Felipe Rivero’s Fastball Changeup Relationship

WASHINGTON, DC - SEPTEMBER 30: Felipe Rivero /

Felipe Rivero has become one of the better relief pitchers in baseball with his 100 mile per hour fastball, wipeout slider, and devastating changeup.  Though, it’s the fastball changeup relationship that really makes Rivero strong.

In 2016, Felipe Rivero had the highest whiff rate on his changeup, 58.3 percent, as noted by Mike Petriello of MLB.com.  He followed that up in 2017 by getting a whiff on 53.60 percent of his changeups, most among pitchers who threw at least 100.  It’s that pitch that got Ray Searage to tell the Washington Post it was the best changeup he has ever seen:

"“Never,” Pirates pitching coach Ray Searage said when asked whether he’d ever seen a better change-up. “Yeah, never. The arm action looks like a fastball, and then it comes in about 10 miles per hour slower than the fastball, with movement. It’s amazing. He’s just blessed.”"

The changeup is such a great pitch to have, especially for left-handed pitchers.  Using baseball-reference’s play index, 523 batters had 50+ plate appearances in 2017 and 294 were right-handed (56 percent).  Having a pitch that fades down and away from a right-handed hitter is a great pitch to have.  In 2008, former Tampa Bay Rays pitching analyst Josh Kalk wrote on The Hard Ball Times the Anatomy of a Pitch: Changeup.  To end his piece, Kalk wrote at the bottom:

"Change ups are a staple off speed pitch especially to a left handed pitcher because they are so effective against opposite handed batters. Within reason, the more speed differential on a pitcher’s change up the better. Hiding the release point and slightly tailing the ball down and out to an opposite handed batter are also important. Unlike curveballs and sliders where one or two things mattered a lot and the other variables hardly correlated, all of these things are about equally important for change ups. This likely adds larger demands on a pitcher who has to master the pitch before getting rewarded. You often hear that a young pitcher doesn’t have a good feel for his change up and that likely means that one of these three things is out of whack."

According to Baseball Savant, Felipe Rivero’s average fastball sits at 98.4 miles per hour and his change at 88.4 miles per hour, a 10 mile per hour difference.  Downloading CSV’s from Baseball Savant of pitchers with 500 fourseams and 200 changeups and using a vlookup function to match pitcher ID’s, Rivero has the tenth highest difference between the two pitches.  Rivero is getting the speed differential on the two pitches, which is one of the three keys.

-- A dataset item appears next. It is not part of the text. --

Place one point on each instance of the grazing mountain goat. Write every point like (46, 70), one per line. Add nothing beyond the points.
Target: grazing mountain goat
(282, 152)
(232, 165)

Using the same method that I used for Chad Kuhl’s curveball and slider relationship, a plot of Rivero’s changeups after a fastball can be seen.  Below is the plot of all Rivero’s changeups following a fastball to right-handed hitters.  The Tableau can be adjusted for any pitch pair, description, and what side of the plate the batter stands.

This is from the catchers point of view, which shows that Rivero is primarily targeting the outside of the plate with his changeup, and is going low with the pitch as well.  Given that Rivero throws left-handed and the changeup breaks arm side, this makes sense, and you can adjust the tab on the Tableau to see the horizontal break (Pfx X) and horizontal break (Pfx Y), with the axis being in feet.  Like Kalk wrote, keeping the ball low and away is important, and that’s where a large portion of Rivero’s swinging strikes on changeups following the fastball are:

Rivero has 25 swinging strikes on the fastball-changeup pitch paring, and he threw that pairing 104 times.  Among the 92 pitchers who threw the pitch 75 times, Rivero had the 12th best swinging strikes/pitch pairs thrown.  Part of the reason for that is Rivero’s break to tunnel relationship, which Baseball Prospectus defines as:

"“Break:Tunnel Ratio – This stat shows us the ratio of post-tunnel break to the differential of pitches at the Tunnel Point. The idea here is that having a large ratio between pitches means that the pitches are either tightly clustered at the hitter’s decision-making point or the pitches are separating a lot after the hitter has selected a location to swing at. Either way a pitcher’s ratio can be large.”"

Rivero’s break:tunnel is 0.4402 feet, or 5.2824 inches, and that is the 13th highest among the 92 pitchers to throw this pairing 75+ times.  Rivero is either getting his pitches clustered at the decision-making point or are separating after the batter has decided to swing.  This relationship enhances the fastball-changeup relationship, and really makes it click.

Next: Pirates Meeting With Rivero Next Week

Rivero fills out what Kalk describes in the anatomy of the changeup.  He has solid separation in velocity between the fastball and changeup, he tails his changeup down and away to right handed hitters, and he has the two pitches either clustering at time of the hitter’s decision or the two pitches separating by a lot after the hitter has decided to swing.  It’s a simple relationship, but it’s one that Rivero does so well.